During the first six months of 2019, advertisers spent $57.9 billion on U.S. digital advertising, according to the latest report prepared by PwC for the Interactive Advertising Bureau (an online advertising trade group).
That’s a 17% increase compared to the same period in 2018, and the most spending IAB has ever seen in the first half of the year.
However, PwC’s David Silverman noted that it’s actually “a touch lower” compared to the second six months of last year, marking the first time we haven’t seen continual growth since 2009.
Silverman suggested that one factor contributing to this is slowing growth in mobile and social advertising. To be clear, both sectors are up year-over-year: Mobile ads grew 29% to $30.9 billion, while social media spending increased 26% to $16.5 billion.
But he said, “Those sectors of the industry are likely maturing” — so we’re not seeing the growth levels that we have in recent years.
Meanwhile, the IAB’s senior vice president of research and analytics Sue Hogan noted that the dropoff between the end of 2018 and beginning of 2019 amounts to “a rounding error” (in fact, the report puts spending during both periods at $57.9 billion).
Overall, she argued that every category remains “healthy,” and that the big story is the growth in video advertising, which was up 36% to $9.5 billion.

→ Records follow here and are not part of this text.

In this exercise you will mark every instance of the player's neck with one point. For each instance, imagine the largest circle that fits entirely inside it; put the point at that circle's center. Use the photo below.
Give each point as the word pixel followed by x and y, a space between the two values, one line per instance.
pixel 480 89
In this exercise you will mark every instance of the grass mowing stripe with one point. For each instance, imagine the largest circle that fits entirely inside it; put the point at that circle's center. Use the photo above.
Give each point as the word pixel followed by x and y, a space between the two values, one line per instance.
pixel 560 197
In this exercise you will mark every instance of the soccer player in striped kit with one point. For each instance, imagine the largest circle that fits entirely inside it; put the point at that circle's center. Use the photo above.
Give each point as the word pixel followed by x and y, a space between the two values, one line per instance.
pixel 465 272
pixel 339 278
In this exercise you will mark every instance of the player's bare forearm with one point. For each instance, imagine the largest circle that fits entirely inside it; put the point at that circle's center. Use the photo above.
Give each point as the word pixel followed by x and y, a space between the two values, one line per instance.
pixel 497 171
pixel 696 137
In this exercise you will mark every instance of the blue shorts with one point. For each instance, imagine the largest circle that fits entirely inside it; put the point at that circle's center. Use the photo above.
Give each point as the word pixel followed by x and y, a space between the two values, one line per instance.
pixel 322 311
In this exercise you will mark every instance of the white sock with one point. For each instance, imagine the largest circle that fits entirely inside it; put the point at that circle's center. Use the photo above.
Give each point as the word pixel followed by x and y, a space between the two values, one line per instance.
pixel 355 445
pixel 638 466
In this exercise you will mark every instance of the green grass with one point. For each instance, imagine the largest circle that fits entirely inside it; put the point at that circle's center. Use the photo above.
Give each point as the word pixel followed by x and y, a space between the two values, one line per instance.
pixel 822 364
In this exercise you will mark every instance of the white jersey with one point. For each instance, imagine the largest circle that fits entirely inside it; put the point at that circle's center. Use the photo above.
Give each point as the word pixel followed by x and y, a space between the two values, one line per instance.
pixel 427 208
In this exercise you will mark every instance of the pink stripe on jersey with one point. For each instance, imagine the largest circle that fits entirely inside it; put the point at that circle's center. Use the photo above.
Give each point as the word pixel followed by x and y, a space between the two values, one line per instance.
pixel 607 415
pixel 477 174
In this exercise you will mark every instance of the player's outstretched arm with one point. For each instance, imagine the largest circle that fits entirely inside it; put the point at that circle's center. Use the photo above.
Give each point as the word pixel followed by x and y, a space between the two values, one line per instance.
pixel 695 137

The report also includes numbers around revenue concentration, specifically the amount of ad spend going to the top 10 digital ad companies. It doesn’t name specific companies (Google and Facebook are widely seen as the two giants dominating this space), but it says that revenue concentration in the top 10 has fluctuated between 69% and 77% over the past decade.
During the second quarter of 2019, revenue concentration remained at the top end of that range, specifically 76%. Meanwhile, companies 11 through 25 only accounted for 7%.